What do you do with an old hospital? In Boulder, you recycle it.

Telling the Hospital Story: Boulder Hospital. Facility half-torn down.

For decades, the Boulder Community Health hospital building stood as a beacon of hope, comfort and outstanding patient care to countless area residents.

Now it is gone, an entire city block razed as the health organization consolidated operations at a different location. But the “bones” of the former hospital live on, still supporting the community in a new and different way.

A city ordinance passed in 2020 prohibits massive deconstruction project debris from being hauled away to the dump. Instead, most of the material left from the brick-by-brick demolition of the Boulder Community Health hospital has been recycled and repurposed, keeping 60.8 million pounds out of the landfill.

Millions of pounds of concrete and brick were crushed onsite and placed carefully back into the ground, to serve as the foundation of an affordable housing project that will occupy the now-vacant lot.

Some of the steel beams left over from the tear-down now reinforce local Fire Station No. 3, while the remaining steel beams are available for purchase by area builders and do-it-yourselfers.
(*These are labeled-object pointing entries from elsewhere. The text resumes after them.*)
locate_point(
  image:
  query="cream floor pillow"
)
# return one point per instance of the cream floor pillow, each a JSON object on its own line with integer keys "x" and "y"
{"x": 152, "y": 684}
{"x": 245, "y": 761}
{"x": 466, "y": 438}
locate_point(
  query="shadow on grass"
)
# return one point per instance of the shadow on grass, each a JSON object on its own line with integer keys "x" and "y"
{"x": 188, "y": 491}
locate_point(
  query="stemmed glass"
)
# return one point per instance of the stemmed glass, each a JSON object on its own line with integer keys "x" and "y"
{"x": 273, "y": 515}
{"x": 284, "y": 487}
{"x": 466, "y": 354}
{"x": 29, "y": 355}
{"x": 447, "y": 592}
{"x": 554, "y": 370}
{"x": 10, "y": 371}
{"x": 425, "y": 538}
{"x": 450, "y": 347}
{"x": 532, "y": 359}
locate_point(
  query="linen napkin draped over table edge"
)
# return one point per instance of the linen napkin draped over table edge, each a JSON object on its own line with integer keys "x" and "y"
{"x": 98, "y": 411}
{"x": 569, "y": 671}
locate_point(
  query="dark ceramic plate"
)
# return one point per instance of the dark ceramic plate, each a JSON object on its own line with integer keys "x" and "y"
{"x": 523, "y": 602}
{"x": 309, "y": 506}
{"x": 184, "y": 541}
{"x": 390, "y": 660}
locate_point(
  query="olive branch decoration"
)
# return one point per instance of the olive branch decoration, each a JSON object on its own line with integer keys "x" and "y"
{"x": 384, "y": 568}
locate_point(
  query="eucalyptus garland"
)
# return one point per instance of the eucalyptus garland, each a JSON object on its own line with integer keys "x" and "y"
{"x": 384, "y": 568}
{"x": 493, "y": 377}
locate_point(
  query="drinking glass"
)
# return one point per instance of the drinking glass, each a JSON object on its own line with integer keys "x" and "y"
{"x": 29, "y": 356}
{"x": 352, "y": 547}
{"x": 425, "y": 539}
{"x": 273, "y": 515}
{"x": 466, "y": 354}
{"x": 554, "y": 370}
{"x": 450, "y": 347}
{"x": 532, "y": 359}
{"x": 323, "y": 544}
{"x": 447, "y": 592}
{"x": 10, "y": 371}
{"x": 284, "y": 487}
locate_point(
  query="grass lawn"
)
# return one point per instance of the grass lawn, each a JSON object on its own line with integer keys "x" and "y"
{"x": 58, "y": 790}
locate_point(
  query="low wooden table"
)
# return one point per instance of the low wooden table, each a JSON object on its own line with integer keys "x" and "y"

Items inside the hospital, like doors, lights, toilets, cabinets and medical technology have been donated to local auction houses and thrift stores to sell independently, for which the city of Boulder gets a donation tax break.

The mission to reuse and not throw away materials from the former hospital building aligns with Boulder’s sustainability and climate goals, including 80% greenhouse gas reduction by 2050 and net-zero energy consumption by all buildings by 2031.

Other cities are considering similar deconstruction plans for the first time, looking to Boulder’s repurposed hospital as their example.